With the Gaza Strip turned into a dungeon hell, international diplomatic efforts to resolve the crisis are intensifying.
New international diplomatic initiatives are expected today, Tuesday, May 18, to stop the Israeli army bombing of the Gaza Strip and the response of rocket-propelled grenades by Palestinian armed groups against Israeli cities that have been going on for weeks.
At least 221 people, most of them Palestinians, have been killed since a new round of violence broke out between Israel and Palestinian groups in the Hamas-controlled Palestinian enclave last Monday.
The UN Security Council is expected to meet again today for the fourth time in a row behind closed doors as the United States continues to refuse to vote in favor of a joint statement calling on the warring parties to ” end the violence “.
US President Joe Biden, who has been accused by several Democrats of not being as strict as he should be towards Israel, yesterday called for a “ceasefire” in a new telephone conversation with Israeli Prime Minister Benjamin Netanyahu.
However, the protagonists of the crisis continue to be deaf to appeals. The “line” of the Israeli government is to “continue” the blows to the “terrorists”, Mr. Netanyahu said yesterday.
Shortly after midnight on Monday, Israeli Air Force fighter jets fired rockets at buildings in the Gaza Strip with repeated explosions illuminating the sky of the coastal enclave, French Prague reporters reported.
The previous bombings affected the offices of the Qatari Red Crescent in Gaza, as well as the only clinic that tested the new coronavirus in the impoverished Palestinian enclave, which has been under siege by Israel for almost 15 years.
” We can do nothing but stay at home, death can come at any time, ” said Gaza resident Ruba Abu al-Awf. ” The bombings are nonsense, they are carried out indiscriminately .”
Israeli missiles have opened craters on roads and have also caused extensive damage to the power grid, plunging the Gaza Strip into darkness almost entirely.
Some 40,000 Palestinians have been displaced and 2,500 have lost their homes as a result of the bombings.
Threats from Hamas
The Islamist movement Hamas has threatened to launch more rockets at Tel Aviv if the Israeli Air Force does not “stop targeting civilians”. It launches dozens of rockets against poles in southern Israel.
The Israeli military says it is bombing what it calls the “subway” of Palestinian militants, underground tunnels that allow the Hamas military arm to move ammunition and weapons, and houses of Hamas officials that it says are being used ” to store weapons .”
As many as 212 Palestinians have been killed in the Gaza Strip since the start of hostilities last Monday (May 10th), including at least 61 children, and more than 1,400 have been injured, according to the Gaza Ministry of Health.

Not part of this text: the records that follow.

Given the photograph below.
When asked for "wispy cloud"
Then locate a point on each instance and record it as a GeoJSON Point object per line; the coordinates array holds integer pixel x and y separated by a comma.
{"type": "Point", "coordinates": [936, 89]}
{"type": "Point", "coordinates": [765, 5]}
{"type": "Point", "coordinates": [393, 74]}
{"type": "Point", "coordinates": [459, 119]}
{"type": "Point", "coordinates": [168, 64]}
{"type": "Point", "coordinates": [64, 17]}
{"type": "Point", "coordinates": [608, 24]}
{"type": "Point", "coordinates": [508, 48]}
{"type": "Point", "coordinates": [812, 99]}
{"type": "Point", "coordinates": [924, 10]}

On the Israeli side, 10 people have been killed, including a child, and another 294 have been injured by rockets.
On another front, other rockets were fired from southern Lebanon at northern Israel but fell outside Israeli territory, the army said, adding that it opened fire in retaliation for “the point from which they were fired .”
Fighting has spread to the West Bank, where clashes between the Israeli army and Palestinians have killed 20 people in a week, according to the Palestinian side’s latest report.
Fatah called for a ” day of rage ” and declared a general strike today, calling for mobilizations in predominantly Arab and “mixed” cities in Israel, where tensions continue.
Abbas called for US intervention
In the West Bank, a Palestinian territory occupied by Israel since 1967, Palestinian Authority President Mahmoud Abbas called on US envoy Hadid Amr to “intervene” in Washington.
White House spokeswoman Jen Psaki yesterday defended a “discreet” but “intensive” US diplomatic approach to the issue.
The presidents of France, Emanuel Macron, and Egypt, Abdel Fattah al-Sisi, are working to mediate a ceasefire and are counting on Jordan’s support. Theoretically, another channel of contact remains open, through the UN, with the contribution of Qatar and Egypt.
A debate on the conflict, the deadliest since the summer of 2014, is expected to take place in Brussels during an extraordinary Foreign Affairs Council that is expected to take place – digitally – during the day.